Right now, people don’t support this tax, so satisfying unions would go a long way to getting out a public message explaining it better.

• Charlie Crist, worried about a primary challenge in the Florida Senate race with arch-conservative Marco Rubio, is starting to move hard to the right and in the process rewrite history about his prior support for the federal stimulus package. Meanwhile, another sitting Senator has sided with Rubio over Crist – in this case, James Inhofe (R-OK).

• The media has appeared to circle the wagons and side with Fox News and criticized the White House for going after the news network. Eric Boehlert makes quick work of Ruth Marcus’ representative sample in this sub-genre. You need a willful blindness to hold Fox News harmless in this skirmish.

• What’s gotten into right-wing Congressman “Crazy” Dana Rohrabacher (D-CA)? First he attacked his House leadership for constantly playing “political games,” then he joined with Barbara Lee, of all people, to oppose further troop increases in Afghanistan. In that case, maybe he just doesn’t want his pals in the Taliban to get hurt.

• The bill to audit the Federal Reserve, with over 290 co-sponsors in the House, has a companion bill now in the Senate, with two bipartisan co-sponsors, Jeff Merkley (D-OR) and Bob Corker (R-TN).

• The Interior Department has asked the Attorney General to investigate George Bush’s last-minute deals to oil shale producers.

• Marcy Wheeler has the latest on a House effort, led by John Conyers, Jerry Nadler and Bobby Scott, to reform the Patriot Act and FISA. A similar effort completely crashed in the Senate Judiciary Committee, so I’m not hopeful on this one.

• California Attorney General Jerry Brown, now seeking the Governor’s mansion in Sacramento for a second time, has sued State Street Bank on behalf of the state’s two largest pension funds for fraud and overcharging. Brown’s office successfully sued Countrywide recently.

• New Jersey Sen.

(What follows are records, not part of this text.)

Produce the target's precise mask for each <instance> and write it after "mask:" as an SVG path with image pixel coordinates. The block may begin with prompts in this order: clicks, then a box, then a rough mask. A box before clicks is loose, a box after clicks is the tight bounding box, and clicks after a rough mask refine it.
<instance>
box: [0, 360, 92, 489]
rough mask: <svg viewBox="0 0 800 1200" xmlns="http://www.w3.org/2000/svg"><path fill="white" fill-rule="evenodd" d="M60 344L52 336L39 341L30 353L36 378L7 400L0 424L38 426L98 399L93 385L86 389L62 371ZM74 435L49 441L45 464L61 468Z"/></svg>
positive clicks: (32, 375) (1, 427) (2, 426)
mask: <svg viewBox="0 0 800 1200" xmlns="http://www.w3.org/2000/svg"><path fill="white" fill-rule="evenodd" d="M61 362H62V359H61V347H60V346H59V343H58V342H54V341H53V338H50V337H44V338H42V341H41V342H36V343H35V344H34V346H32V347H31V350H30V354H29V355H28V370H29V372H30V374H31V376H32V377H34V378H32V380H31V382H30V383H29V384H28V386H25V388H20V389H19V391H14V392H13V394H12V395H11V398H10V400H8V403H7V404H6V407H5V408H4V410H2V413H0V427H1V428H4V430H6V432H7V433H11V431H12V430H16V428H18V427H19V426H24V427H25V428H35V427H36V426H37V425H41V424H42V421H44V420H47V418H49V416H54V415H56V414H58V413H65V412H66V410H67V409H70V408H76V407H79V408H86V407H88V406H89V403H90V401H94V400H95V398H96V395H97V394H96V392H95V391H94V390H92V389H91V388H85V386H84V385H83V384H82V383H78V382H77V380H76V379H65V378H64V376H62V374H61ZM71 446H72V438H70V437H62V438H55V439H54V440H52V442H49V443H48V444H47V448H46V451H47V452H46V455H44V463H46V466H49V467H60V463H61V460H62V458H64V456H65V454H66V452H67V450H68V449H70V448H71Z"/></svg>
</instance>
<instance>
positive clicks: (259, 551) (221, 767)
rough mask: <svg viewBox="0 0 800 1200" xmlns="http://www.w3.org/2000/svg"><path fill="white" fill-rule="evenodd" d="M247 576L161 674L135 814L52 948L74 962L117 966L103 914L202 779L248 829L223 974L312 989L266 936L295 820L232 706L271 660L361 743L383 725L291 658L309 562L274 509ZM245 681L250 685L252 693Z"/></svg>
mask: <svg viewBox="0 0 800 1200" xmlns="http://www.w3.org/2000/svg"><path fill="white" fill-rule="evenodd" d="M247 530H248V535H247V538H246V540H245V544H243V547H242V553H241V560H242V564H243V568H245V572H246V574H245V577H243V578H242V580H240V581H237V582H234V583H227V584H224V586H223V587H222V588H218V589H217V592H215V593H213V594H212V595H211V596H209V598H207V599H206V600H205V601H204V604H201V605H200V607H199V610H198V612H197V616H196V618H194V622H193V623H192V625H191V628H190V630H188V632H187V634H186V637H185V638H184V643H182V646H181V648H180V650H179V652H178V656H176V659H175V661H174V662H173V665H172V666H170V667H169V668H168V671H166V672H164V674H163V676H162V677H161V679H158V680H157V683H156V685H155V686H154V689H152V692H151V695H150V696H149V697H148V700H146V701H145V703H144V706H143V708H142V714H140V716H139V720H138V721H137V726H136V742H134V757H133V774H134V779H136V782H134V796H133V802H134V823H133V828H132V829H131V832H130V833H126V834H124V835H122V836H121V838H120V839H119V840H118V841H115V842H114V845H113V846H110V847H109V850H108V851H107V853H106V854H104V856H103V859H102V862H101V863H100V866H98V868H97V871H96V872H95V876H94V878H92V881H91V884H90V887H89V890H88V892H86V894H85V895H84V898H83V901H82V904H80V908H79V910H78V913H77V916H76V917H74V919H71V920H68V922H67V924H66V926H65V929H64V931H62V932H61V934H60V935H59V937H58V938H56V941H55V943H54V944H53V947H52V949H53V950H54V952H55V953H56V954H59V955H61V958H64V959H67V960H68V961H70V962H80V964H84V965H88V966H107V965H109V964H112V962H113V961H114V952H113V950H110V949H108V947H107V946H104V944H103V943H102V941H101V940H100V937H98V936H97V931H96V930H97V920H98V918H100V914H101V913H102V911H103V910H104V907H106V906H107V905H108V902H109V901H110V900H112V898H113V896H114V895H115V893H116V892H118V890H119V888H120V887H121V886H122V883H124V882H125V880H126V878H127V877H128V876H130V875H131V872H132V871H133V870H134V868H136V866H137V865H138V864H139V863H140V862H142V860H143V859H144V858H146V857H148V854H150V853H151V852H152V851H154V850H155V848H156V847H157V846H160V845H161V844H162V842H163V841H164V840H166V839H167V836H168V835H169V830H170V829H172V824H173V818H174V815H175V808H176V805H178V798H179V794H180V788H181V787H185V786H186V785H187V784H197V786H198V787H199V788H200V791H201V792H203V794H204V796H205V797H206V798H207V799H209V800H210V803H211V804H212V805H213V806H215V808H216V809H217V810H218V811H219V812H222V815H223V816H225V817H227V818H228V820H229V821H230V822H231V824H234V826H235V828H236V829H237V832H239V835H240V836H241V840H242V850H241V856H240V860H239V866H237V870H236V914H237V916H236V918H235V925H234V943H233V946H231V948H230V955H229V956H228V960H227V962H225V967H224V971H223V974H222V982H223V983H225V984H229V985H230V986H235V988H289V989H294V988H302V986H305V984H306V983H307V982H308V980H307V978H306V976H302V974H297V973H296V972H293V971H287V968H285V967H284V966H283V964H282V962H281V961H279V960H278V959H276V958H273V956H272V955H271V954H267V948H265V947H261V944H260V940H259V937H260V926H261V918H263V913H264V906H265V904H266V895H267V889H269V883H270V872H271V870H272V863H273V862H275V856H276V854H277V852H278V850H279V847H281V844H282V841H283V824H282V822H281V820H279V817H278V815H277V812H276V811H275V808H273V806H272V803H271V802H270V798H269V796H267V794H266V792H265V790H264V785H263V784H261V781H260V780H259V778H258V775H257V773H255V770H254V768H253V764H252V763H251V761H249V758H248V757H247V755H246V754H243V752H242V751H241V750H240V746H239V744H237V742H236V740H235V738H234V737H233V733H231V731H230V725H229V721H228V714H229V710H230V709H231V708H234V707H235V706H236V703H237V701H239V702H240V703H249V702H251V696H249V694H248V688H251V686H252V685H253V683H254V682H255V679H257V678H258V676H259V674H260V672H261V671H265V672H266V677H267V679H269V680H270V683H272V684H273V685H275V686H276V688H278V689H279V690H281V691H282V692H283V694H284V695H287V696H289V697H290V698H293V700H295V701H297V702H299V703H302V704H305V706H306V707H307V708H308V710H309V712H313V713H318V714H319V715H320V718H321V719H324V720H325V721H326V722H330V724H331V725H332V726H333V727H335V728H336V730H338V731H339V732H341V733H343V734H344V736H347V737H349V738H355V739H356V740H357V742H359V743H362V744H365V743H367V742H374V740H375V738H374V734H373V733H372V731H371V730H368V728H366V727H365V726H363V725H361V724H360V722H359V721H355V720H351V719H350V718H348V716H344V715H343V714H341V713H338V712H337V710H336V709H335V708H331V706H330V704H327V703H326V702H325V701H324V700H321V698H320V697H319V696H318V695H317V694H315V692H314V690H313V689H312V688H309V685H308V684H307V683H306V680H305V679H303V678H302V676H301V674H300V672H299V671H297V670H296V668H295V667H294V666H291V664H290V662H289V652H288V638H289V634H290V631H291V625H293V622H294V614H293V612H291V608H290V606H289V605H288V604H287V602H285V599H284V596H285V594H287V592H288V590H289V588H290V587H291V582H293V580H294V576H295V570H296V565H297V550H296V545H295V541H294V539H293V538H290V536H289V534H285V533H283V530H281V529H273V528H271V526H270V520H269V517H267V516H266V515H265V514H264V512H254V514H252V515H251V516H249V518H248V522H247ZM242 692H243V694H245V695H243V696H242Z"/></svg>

Frank Lautenberg has called for a Justice Department investigation into those reports today about Chris Christie having the US Attorney’s office in New Jersey used for his political benefit.

• Those two South Carolina county chairmen who compared Jim DeMint favorably to penny-pinching “Jews” have apologized. Glad that’s all cleared up!

• Um, Sarah Palin on Oprah. No further comment needed.

• And in the latest from the Silvio Berlusconi follies – he’s actually inspired unity among Italian women, as 100,000 have signed a petition condeming the Prime Minister for calling a female member of Parliament “more beautiful than intelligent”.